[JAKARTA, MASJIDUNA]—Tokoh sufi Abdul Qadir Jailani memiliki kisah menarik sebelum dia menjadi ulama besar yang namanya masyhur hingga kini.
Saat masih remaja dan berkeinginan menuntut ilmu ke Bagdad, dia meminta izin kepada ibunya. Sang ibu mengizinkan sambil memberinya bekal uang 40 dirham. Agar uang tak tercecer, sang ibu menjahitkan kantong di bawah ketiaknya lalu dijahit rapat.
“Berangkatlah nak, engkau telah aku titipkan kepada Allah,” kata sang ibu sambil meneteskan air mata.
Abdul Qadir berangkat bersama sejumlah kafilah. Di tengah perjalanan dia bertemu 60 orang perampok. Banyak orang yang kehilangan hartanya. Namun Abdul Qadir tak disentuh. Seorang perampok bertanya kepada Abdul Qadir, “apa yang kamu bawa?”
“Terjahit di bawah ketiakku,” katanya. Perampok itu tak percaya lalu pergi begitu saja.

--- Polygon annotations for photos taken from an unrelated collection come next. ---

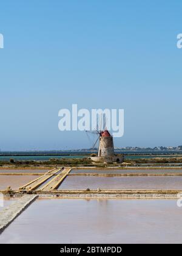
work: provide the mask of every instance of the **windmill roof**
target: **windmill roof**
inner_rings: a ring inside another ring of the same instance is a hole
[[[101,135],[103,137],[110,137],[111,136],[107,130],[105,130],[104,131],[102,132]]]

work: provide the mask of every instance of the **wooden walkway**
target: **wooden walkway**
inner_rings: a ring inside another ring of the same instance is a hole
[[[39,177],[35,180],[33,180],[30,182],[29,182],[28,183],[24,185],[24,186],[21,187],[19,188],[19,190],[26,190],[29,191],[35,190],[39,187],[40,187],[41,185],[42,185],[47,180],[48,180],[49,179],[50,179],[52,177],[58,174],[58,172],[61,171],[62,169],[62,168],[55,168],[52,170],[49,171],[45,173],[41,177]]]

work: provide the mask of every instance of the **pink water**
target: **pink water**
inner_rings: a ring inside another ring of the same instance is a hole
[[[180,243],[181,211],[174,200],[37,200],[0,243]]]

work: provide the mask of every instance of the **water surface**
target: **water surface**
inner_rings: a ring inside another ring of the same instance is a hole
[[[17,190],[28,182],[38,178],[37,176],[5,176],[0,175],[0,190],[5,190],[10,186],[13,190]]]
[[[66,177],[58,190],[182,190],[182,177]]]
[[[0,243],[181,243],[181,210],[174,200],[37,200]]]

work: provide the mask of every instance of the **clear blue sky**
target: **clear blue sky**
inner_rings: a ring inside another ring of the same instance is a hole
[[[124,108],[116,146],[182,144],[181,0],[6,0],[0,148],[90,147],[58,111]]]

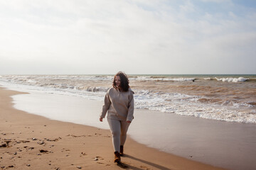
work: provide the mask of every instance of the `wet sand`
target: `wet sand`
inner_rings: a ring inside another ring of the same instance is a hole
[[[117,165],[109,130],[14,109],[10,96],[18,94],[0,88],[1,169],[223,169],[159,152],[130,137],[124,164]]]

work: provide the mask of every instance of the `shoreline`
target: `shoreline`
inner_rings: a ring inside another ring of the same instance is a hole
[[[10,96],[18,94],[24,93],[0,87],[0,140],[6,145],[0,147],[2,169],[122,169],[113,163],[109,130],[16,110]],[[128,169],[224,169],[158,151],[129,137],[124,153],[122,161]]]

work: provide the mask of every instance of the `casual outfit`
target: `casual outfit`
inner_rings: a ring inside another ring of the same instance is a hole
[[[104,118],[107,112],[107,122],[112,135],[114,149],[118,153],[120,152],[120,146],[122,150],[126,140],[130,124],[127,121],[132,122],[134,118],[134,94],[131,89],[127,91],[120,91],[118,89],[110,88],[105,97],[100,118]]]

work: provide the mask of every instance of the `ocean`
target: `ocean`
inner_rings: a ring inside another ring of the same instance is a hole
[[[136,108],[256,123],[256,75],[129,75]],[[113,75],[1,75],[0,82],[102,101]]]
[[[256,75],[129,75],[135,92],[128,134],[137,142],[230,169],[254,169]],[[50,119],[109,129],[99,121],[113,75],[1,75],[29,94],[14,106]],[[241,164],[242,162],[242,164]]]

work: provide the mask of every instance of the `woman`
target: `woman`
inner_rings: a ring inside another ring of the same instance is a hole
[[[127,76],[119,72],[114,77],[113,87],[107,91],[105,97],[100,121],[102,121],[107,111],[107,122],[114,150],[114,162],[119,162],[120,156],[124,154],[127,132],[133,119],[134,94],[129,88]]]

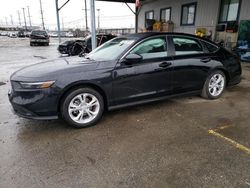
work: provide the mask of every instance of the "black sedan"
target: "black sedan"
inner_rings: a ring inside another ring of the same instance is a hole
[[[9,99],[21,117],[62,117],[87,127],[105,110],[186,94],[217,99],[240,79],[238,56],[209,40],[142,33],[117,37],[82,58],[23,68],[11,76]]]
[[[49,46],[49,35],[45,30],[33,30],[30,34],[30,46],[34,45]]]
[[[97,46],[100,46],[115,37],[115,35],[111,34],[98,34],[96,35]],[[91,36],[88,36],[84,39],[67,40],[61,43],[57,50],[61,54],[67,54],[70,56],[80,55],[81,53],[89,53],[92,51]]]

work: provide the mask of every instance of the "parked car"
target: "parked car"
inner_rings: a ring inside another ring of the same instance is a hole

Namun, di sebuah bukit, pimpinan rampok itu bertanya kepada Abdul Qadir, “apa yang kamu bawa?”
“Empat puluh dirham,” kata Abdul Qadir sambil menunjukkan letaknya di bawah ketiak.
Pimpinan rampok itu memeriksa sambil berkata,” kenapa kamu bicara apa adanya?”
“Karena ibuku berpesan agar aku berkata benar dan jujur,” jelas Abdul Qadir.
Tiba-tiba saja pimpinan rampok itu menangis dan berkata,” kamu tidak berkhianat kepada ibumu.Sedangkan kami bertahun-tahun melanggar larangan Allah,” katanya dengan muka sedih.
Pimpinan itu menyatakan bertobat diikuti oleh semua anak buahnya. Semua harta hasil rampokan itu dikembalikan kepada yang berhak.
Kisah sang sufi besar ini mengingatkan tentang arti berkata benar dan tidak takut meski kepada seorang perampok yang berbahaya. Justeru, kejujuran itulah yang telah menyelamatkan Abdul Qadir Jailani.